On Friday, the CCRC said it sent Allen a letter in December 2023, but “unfortunately, his request to speak to an investigator was not actioned and we have not followed up with him.
“We sincerely apologise for this oversight.”
Others spoken to by the Star-Times also said any updates on their longstanding cases only happened if they prompted the CCRC.
When asked about the low number and proportion (1.3%) of applications being referred back to the courts, compared to other CCRCs, McLean argues it is a relatively new organisation and she expects referral rates to increase as investigators work through more complex cases.
She also claims the threshold for referring cases to the courts is high in New Zealand.
But the threshold (that “it is in the interests of justice” a case be reconsidered by the courts) is the same as Scotland, which has a much higher referral rate at around 5%, and in the 2023-24 year, referred four cases back to the courts - the same number of cases New Zealand’s CCRC has referred in five years.
Moreover, New Zealand’s threshold is considered less stringent than the English CCRC’s requirement that there is a “real possibility” the courts will overturn the conviction or sentence, yet that body’s referral rate is double New Zealand’s.
(A Ministry of Justice analysis prior to the CCRC’s establishment estimated our CCRC’s referral rate would be 7.3%.)
The CCRC was also due to deliver a report to the justice minister on systemic problems with eyewitness identification evidence, this month, including findings and recommendations.
When asked whether it would meet this target, McLean initially said the commission would be “doing an update to the minister at the end of the month,” and wouldn’t say what progress had been made.
In a follow-up statement, McLean said the commission would provide an update after the minister had been informed.
Nigel Hampton, KC, who was a CCRC commissioner for more than four years until he resigned in 2024, says the organisation should be seen as a success.
Hampton quit the CCRC in October before his term finished, after the justice minister controversially appointed a new chief commissioner, retired judge Denis Clifford, and two new commissioners who had virtually no experience as defence lawyers, and no background in individual wrongful conviction cases.

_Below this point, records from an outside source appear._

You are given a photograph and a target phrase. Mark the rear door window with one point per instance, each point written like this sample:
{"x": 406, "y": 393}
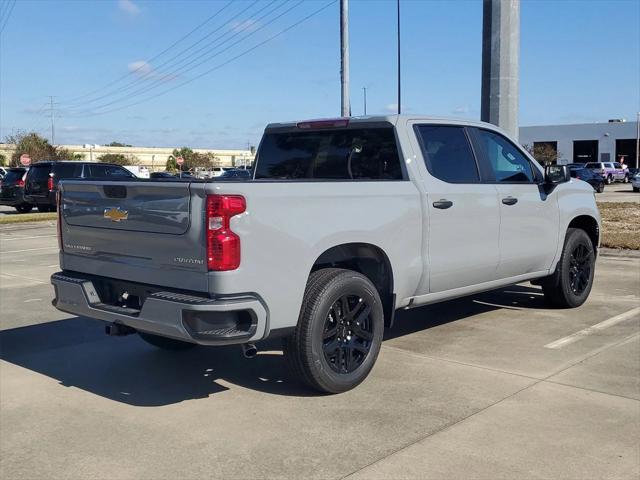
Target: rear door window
{"x": 508, "y": 164}
{"x": 448, "y": 154}
{"x": 67, "y": 170}
{"x": 349, "y": 154}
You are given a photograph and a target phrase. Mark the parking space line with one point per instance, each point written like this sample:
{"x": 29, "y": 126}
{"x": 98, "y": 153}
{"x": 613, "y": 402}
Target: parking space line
{"x": 30, "y": 250}
{"x": 10, "y": 238}
{"x": 574, "y": 337}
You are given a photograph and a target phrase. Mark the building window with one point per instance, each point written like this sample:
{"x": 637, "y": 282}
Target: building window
{"x": 585, "y": 151}
{"x": 545, "y": 152}
{"x": 626, "y": 151}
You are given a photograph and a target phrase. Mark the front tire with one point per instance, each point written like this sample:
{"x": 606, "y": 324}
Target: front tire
{"x": 339, "y": 331}
{"x": 165, "y": 343}
{"x": 571, "y": 283}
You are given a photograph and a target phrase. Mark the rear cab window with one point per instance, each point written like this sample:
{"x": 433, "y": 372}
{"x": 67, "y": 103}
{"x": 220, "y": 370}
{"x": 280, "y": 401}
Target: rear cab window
{"x": 447, "y": 153}
{"x": 357, "y": 153}
{"x": 13, "y": 176}
{"x": 108, "y": 171}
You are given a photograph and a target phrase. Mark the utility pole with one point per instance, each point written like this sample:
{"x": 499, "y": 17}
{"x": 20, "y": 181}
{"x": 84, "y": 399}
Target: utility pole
{"x": 638, "y": 140}
{"x": 345, "y": 108}
{"x": 500, "y": 63}
{"x": 52, "y": 121}
{"x": 364, "y": 89}
{"x": 398, "y": 17}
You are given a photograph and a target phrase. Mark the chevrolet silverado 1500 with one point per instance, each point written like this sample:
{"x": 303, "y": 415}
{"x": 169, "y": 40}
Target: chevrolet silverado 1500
{"x": 342, "y": 222}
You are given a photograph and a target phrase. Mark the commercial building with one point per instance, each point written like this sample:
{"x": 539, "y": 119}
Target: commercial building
{"x": 154, "y": 158}
{"x": 612, "y": 141}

However, Hampton insists the CCRC remains an essential part of New Zealand’s criminal justice system.
And, despite his concerns, he says it is still a huge improvement on the previous Royal prerogative of mercy system, which left decisions on wrongful convictions largely with Ministry of Justice officials, who had few investigative powers or skills.
Hampton says the greatest failure of any CCRC is not picking up genuine miscarriages of justice among the applications, as has occurred in the UK in high-profile cases recently.

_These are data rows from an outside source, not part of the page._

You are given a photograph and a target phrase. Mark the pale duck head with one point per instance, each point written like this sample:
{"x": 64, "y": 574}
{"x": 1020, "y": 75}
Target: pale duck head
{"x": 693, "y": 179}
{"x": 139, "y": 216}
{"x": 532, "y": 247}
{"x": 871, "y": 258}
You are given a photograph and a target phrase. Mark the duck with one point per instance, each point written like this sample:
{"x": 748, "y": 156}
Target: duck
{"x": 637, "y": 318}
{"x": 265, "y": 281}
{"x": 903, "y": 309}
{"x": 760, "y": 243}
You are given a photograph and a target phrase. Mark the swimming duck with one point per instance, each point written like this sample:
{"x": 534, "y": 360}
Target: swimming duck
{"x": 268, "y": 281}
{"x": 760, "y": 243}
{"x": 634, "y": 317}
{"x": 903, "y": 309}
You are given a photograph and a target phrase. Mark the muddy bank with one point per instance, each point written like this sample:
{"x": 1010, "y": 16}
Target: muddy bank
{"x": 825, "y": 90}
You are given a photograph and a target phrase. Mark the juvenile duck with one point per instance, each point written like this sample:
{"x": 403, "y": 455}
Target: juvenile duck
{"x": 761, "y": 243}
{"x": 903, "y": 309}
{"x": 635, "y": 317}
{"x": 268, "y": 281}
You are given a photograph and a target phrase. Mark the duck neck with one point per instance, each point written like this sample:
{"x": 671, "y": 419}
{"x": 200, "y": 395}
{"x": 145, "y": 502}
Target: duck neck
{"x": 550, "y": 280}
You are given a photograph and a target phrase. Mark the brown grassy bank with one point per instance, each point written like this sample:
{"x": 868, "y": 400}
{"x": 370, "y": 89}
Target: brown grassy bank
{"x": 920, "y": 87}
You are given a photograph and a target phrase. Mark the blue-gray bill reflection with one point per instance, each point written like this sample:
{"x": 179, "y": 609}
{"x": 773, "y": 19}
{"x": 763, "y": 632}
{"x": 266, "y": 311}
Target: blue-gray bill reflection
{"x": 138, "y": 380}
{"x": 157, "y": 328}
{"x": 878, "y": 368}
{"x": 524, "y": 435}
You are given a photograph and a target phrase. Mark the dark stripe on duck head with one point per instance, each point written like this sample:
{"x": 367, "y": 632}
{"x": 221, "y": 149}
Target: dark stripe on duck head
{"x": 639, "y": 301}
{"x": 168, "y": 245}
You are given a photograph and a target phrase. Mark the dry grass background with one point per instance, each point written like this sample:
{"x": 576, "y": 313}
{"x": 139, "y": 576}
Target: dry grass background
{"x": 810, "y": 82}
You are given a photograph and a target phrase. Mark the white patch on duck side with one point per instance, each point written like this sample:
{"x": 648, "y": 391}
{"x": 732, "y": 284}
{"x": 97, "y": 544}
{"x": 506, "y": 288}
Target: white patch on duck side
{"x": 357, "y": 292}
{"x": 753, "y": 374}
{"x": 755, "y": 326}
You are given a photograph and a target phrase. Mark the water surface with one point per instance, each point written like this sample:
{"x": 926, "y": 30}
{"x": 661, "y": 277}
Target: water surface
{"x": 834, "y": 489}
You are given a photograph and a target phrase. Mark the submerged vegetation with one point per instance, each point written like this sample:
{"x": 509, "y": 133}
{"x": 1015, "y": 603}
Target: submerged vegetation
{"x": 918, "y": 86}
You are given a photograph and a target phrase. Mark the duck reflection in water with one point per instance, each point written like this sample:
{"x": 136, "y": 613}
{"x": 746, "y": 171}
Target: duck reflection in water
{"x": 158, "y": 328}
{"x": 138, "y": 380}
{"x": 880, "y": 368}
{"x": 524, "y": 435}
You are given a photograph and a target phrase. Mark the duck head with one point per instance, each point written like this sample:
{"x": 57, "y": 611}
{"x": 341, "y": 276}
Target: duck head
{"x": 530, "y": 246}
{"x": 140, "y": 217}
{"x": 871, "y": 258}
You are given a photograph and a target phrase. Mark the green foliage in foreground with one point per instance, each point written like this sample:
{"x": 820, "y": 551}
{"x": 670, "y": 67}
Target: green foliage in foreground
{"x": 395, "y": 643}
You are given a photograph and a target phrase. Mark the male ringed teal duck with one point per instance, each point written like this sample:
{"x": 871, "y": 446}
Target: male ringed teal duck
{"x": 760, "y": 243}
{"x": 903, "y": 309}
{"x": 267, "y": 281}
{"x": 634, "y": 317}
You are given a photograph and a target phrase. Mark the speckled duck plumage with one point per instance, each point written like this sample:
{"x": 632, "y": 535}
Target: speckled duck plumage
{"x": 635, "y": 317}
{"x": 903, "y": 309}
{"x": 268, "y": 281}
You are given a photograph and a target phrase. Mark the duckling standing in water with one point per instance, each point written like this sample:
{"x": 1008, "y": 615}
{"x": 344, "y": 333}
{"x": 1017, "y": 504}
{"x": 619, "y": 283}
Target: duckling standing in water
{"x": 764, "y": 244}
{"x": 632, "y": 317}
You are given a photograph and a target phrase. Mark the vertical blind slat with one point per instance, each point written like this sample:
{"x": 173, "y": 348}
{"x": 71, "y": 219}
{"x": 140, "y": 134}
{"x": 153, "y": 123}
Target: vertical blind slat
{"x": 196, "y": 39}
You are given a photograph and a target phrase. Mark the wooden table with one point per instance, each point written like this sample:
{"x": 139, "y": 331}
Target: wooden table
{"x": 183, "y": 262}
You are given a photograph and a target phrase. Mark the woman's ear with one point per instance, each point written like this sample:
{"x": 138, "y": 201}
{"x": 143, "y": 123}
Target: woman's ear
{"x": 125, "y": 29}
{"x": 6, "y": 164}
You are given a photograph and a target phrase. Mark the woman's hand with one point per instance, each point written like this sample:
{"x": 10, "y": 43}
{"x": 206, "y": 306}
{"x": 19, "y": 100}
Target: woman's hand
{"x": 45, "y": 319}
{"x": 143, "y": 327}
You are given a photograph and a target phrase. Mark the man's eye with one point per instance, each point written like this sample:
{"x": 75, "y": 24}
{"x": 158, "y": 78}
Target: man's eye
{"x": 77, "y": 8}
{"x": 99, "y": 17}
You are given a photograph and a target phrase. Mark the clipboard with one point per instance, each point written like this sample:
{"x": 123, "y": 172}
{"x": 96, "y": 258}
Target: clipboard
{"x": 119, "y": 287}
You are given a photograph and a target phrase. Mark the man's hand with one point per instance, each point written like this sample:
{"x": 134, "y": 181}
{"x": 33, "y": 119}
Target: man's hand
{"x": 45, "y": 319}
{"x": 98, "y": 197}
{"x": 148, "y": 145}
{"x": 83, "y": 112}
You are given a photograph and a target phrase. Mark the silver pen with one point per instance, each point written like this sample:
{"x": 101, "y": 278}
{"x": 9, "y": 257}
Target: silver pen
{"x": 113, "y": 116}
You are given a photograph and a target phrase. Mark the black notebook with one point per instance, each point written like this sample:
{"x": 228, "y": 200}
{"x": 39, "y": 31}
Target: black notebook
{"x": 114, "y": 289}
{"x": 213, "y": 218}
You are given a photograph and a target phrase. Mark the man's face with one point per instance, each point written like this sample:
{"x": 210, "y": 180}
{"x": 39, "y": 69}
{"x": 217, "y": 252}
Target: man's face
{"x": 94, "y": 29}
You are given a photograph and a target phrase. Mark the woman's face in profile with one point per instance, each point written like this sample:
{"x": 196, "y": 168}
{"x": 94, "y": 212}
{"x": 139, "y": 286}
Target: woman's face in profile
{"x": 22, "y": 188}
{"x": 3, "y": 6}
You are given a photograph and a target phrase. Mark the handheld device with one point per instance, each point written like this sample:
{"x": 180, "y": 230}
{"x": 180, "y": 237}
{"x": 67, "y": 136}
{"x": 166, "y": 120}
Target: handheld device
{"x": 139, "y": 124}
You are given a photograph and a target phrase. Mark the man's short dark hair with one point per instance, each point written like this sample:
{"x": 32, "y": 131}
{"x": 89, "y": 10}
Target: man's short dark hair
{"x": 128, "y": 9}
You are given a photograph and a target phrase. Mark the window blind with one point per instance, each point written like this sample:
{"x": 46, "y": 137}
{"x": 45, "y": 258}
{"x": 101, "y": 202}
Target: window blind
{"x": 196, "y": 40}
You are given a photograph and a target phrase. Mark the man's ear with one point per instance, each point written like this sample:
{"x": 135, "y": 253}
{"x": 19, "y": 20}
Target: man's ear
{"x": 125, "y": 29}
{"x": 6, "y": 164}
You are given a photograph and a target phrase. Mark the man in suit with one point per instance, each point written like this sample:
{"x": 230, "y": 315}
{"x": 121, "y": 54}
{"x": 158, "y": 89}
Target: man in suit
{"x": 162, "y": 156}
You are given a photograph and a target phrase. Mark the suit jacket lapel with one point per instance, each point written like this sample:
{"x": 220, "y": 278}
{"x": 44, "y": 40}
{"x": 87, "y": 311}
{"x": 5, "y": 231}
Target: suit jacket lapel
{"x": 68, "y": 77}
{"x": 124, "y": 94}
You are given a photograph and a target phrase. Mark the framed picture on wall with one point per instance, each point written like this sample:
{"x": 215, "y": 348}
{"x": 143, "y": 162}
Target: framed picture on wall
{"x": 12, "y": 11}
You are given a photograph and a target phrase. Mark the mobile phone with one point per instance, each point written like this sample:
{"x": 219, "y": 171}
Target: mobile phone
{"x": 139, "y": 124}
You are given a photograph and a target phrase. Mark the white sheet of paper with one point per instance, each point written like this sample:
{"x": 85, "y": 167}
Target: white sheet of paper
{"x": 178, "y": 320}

However, Hampton says he is satisfied that in the time he was at the commission, all cases were scrutinised properly by investigators and commissioners.

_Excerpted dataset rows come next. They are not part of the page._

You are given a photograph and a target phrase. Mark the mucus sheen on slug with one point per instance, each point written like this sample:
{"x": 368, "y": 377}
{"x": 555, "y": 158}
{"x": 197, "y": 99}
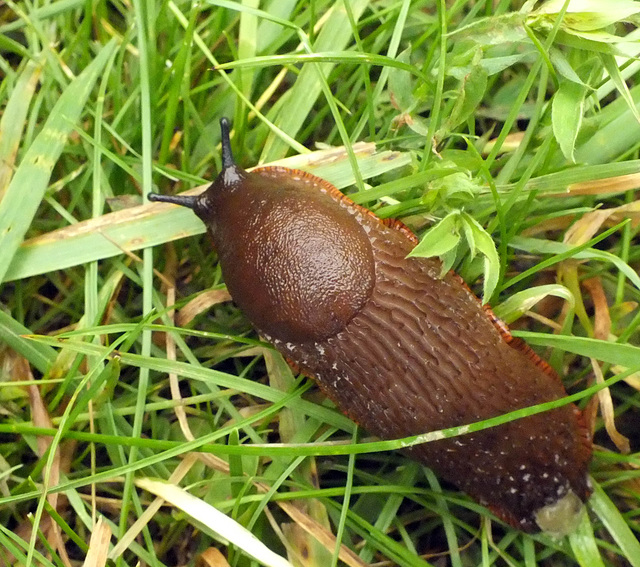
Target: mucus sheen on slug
{"x": 399, "y": 349}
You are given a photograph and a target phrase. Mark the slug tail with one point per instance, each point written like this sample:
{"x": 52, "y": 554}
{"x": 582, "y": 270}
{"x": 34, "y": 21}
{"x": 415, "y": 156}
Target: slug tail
{"x": 182, "y": 200}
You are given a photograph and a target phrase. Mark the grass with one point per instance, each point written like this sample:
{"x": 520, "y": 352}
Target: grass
{"x": 510, "y": 132}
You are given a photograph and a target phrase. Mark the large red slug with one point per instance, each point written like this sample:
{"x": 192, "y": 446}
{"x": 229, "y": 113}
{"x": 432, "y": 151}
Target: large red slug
{"x": 399, "y": 349}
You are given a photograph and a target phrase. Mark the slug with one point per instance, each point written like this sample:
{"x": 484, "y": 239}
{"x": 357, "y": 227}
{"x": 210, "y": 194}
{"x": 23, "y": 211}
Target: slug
{"x": 398, "y": 348}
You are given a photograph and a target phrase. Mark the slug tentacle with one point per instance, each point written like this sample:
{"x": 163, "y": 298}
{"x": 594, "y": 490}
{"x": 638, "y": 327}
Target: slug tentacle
{"x": 397, "y": 347}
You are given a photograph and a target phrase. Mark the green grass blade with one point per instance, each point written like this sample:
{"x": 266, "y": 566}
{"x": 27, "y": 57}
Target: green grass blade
{"x": 30, "y": 181}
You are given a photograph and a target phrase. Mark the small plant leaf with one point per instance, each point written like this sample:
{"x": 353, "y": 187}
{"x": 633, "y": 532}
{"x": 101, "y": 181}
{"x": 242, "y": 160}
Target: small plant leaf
{"x": 567, "y": 109}
{"x": 480, "y": 241}
{"x": 441, "y": 239}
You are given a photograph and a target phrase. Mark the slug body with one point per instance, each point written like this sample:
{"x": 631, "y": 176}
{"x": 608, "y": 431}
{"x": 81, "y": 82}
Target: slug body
{"x": 399, "y": 349}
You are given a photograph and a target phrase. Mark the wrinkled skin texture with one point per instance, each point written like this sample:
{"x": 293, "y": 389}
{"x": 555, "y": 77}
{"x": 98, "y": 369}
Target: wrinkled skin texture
{"x": 399, "y": 349}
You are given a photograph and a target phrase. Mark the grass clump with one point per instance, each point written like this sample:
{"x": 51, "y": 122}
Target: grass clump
{"x": 506, "y": 135}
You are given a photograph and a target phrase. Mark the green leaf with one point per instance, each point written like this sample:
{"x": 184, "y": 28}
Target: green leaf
{"x": 584, "y": 546}
{"x": 480, "y": 241}
{"x": 613, "y": 70}
{"x": 567, "y": 109}
{"x": 441, "y": 239}
{"x": 615, "y": 523}
{"x": 519, "y": 303}
{"x": 30, "y": 181}
{"x": 401, "y": 84}
{"x": 589, "y": 15}
{"x": 474, "y": 85}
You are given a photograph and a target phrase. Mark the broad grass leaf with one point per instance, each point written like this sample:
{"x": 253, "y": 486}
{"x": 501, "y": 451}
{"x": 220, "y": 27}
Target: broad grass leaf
{"x": 27, "y": 188}
{"x": 567, "y": 110}
{"x": 442, "y": 238}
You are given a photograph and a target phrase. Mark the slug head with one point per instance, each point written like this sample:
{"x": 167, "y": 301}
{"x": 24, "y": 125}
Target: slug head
{"x": 294, "y": 259}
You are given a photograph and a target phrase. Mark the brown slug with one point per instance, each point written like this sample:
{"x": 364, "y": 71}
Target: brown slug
{"x": 398, "y": 348}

“I can’t think of any application that I personally had qualms about, in terms of turning them away.”
He accepts the commission took at least two years to get established and hit its stride, particularly with the effects of Covid, and was swamped with an unexpected “tsunami of applications”, which led to delays and case backlogs.
While he felt they had begun to get on top of this, Hampton was concerned with the slow progress of referrals, while recognising the CCRC’s investigations had “to grind slowly and finely” to make sure nothing was missed.
And he acknowledged that from the outside, four referrals to the courts in five years, after $20 million spent on the CCRC, may not seem a good return on investment, and left the organisation politically exposed. (National opposed the CCRC’s creation.)
“But the obvious and easy answer, but not necessarily all that palatable to politicians, is, ‘What price justice?’
“I was beating a drum for a CCRC for a long time, and I still think it’s the right answer.”
The CCRC’s new chief commissioner, Denis Clifford, this week initially indicated to the Star-Times he would discuss the CCRC’s progress.
However, the following day, the organisation’s head of communications phoned to say Clifford would not be interviewed, but supported everything his chief executive, McLean, said.